Pair escape jail after Leamington McDonalds drive-through attack

Pair escape jail after Leamington McDonalds drive-through attack Pair escape jail after Leamington McDonalds drive-through attack
Updated: 3:03 pm, Nov 10, 2015

A MEMBER of staff at a 24-hour McDonalds restaurant in Leamington ended up with a broken jaw when three drunken young men ‘acted like thugs’ after turning up to find it was closed.

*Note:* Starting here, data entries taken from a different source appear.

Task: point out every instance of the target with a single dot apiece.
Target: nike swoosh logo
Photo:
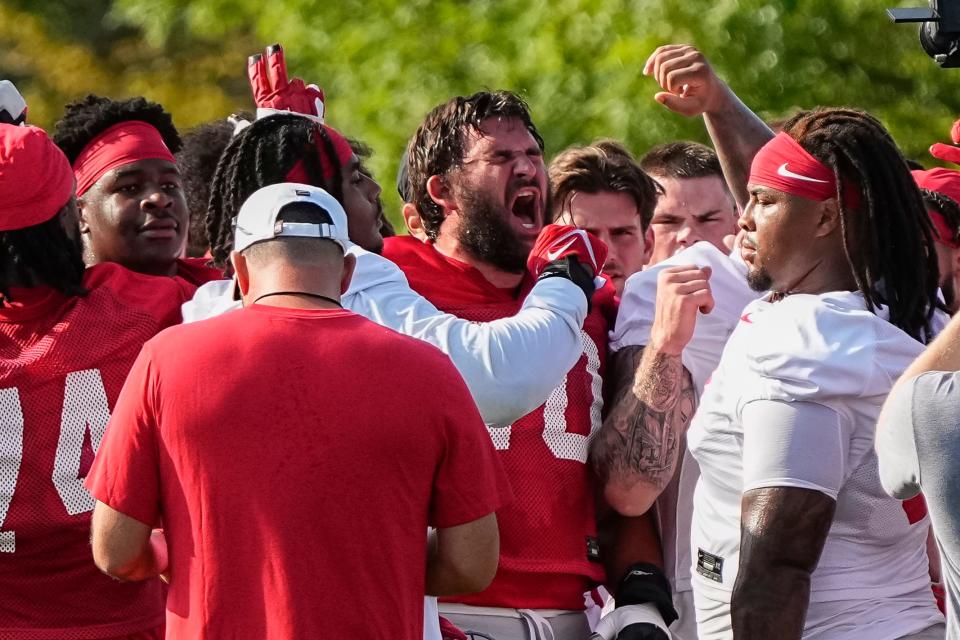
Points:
(552, 255)
(786, 173)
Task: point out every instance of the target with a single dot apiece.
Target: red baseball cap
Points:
(943, 181)
(946, 182)
(36, 180)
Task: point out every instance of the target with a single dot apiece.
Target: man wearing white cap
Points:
(13, 108)
(282, 480)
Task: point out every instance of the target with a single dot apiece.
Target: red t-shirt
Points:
(62, 363)
(548, 552)
(311, 469)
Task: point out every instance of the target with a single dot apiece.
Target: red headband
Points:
(946, 182)
(121, 144)
(340, 146)
(784, 165)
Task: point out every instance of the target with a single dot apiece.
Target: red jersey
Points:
(313, 468)
(197, 271)
(548, 546)
(62, 363)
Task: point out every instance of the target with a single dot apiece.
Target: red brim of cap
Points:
(946, 152)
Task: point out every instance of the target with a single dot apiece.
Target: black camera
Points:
(939, 29)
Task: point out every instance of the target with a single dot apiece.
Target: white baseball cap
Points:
(257, 220)
(12, 103)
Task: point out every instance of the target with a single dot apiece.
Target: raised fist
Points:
(948, 152)
(274, 93)
(682, 292)
(690, 86)
(13, 108)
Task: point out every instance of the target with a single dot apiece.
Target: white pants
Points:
(495, 623)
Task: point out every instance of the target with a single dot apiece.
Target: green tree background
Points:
(384, 64)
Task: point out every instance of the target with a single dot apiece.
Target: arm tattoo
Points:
(782, 534)
(653, 404)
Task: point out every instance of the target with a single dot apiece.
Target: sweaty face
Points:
(779, 229)
(136, 215)
(503, 176)
(486, 234)
(361, 202)
(691, 210)
(611, 216)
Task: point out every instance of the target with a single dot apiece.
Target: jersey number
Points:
(85, 409)
(562, 443)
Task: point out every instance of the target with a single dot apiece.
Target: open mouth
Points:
(160, 229)
(526, 208)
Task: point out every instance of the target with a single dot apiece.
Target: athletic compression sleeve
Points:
(794, 444)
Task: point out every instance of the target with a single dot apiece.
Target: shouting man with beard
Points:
(475, 173)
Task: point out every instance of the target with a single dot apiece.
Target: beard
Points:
(486, 235)
(759, 280)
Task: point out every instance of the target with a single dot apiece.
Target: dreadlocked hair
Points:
(41, 255)
(887, 238)
(261, 155)
(87, 118)
(946, 207)
(197, 160)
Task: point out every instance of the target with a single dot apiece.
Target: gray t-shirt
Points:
(918, 443)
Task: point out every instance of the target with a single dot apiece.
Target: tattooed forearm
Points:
(636, 451)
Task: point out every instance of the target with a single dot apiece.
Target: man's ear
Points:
(647, 244)
(439, 191)
(349, 264)
(82, 220)
(414, 222)
(241, 272)
(829, 217)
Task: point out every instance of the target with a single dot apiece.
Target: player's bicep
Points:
(793, 444)
(118, 540)
(783, 528)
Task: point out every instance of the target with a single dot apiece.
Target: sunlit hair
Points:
(605, 165)
(261, 155)
(888, 238)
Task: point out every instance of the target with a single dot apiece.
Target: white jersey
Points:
(700, 357)
(830, 354)
(510, 365)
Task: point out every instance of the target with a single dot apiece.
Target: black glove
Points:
(644, 607)
(570, 268)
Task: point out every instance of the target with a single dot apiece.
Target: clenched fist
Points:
(682, 292)
(690, 86)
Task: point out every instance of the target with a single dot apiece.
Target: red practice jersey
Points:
(548, 545)
(62, 363)
(197, 271)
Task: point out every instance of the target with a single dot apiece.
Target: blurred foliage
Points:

But at Warwick Crown Court two of them escaped being jailed after the judge heard that their friend who actually caused the injury had only been given a referral order.

Sean Lilley, 20, of Longfellow Road, Warwick, and Callum Turnbull, 18, of Guy Road, Kenilworth , pleaded guilty to affray.

Lilley was sentenced to eight months detention suspended for 12 months and ordered to do 160 hours of unpaid work, while Turnbull was ordered to do 120 hours and was made subject to supervision for 18 months and an 8pm-5am curfew for four months.

Judge Alan Parker observed: “These defendants, while their behaviour was lamentable, were not responsible for the personal attack.

“They were behaving like thugs. But there is a real distinction between these two and the other young man.”

Prosecutor Hugh Williams said in the early hours of the morning on October 12 last year there was an incident at the McDonalds restaurant in Queensway.

He said

“It involved the smashing of a window and one member of staff being punched to the floor and stamped on his face, causing a fractured jaw.”

Mr Williams explained Lilley, Turnbull and a younger friend turned up at the front door of the restaurant, only to be told it was closed because of staff shortages.

Frustrated because they had walked all the way from Warwick to get there after they had been drinking brandy, Lilley kicked the window, which smashed.

When the manageress came out to remonstrate with them she was pushed by one of the three, at which another member of staff came out and stood between them and his boss.

It was then he was punched and knocked to the ground by the defendants’ friend who then stamped on his face, fracturing his jaw.

An electricity board worker who was sitting in his van nearby, waiting for a colleague, then intervened and got between the McDonalds staff and the three youths, who then left.

When they were arrested Lilley told police it had ‘kicked off’ after they had been refused service, and Lilley had kicked the window and the other youth had punched the staff member.

Mr Williams pointed out that, although he had been responsible for the serious injury, he was also only charged with affray and, because of his age, was dealt with in the Youth Court and made subject to a referral order.

Laura Culley, for Lilley, said after the offence he had joined the Army but was medically discharged following a training exercise accident.

Sean Logan, for Turnbull, who was 17 at the time, said: “There is no question that, unpleasant as this incident was, it was a spontaneous matter.”

Both were also ordered to each pay £600 costs each.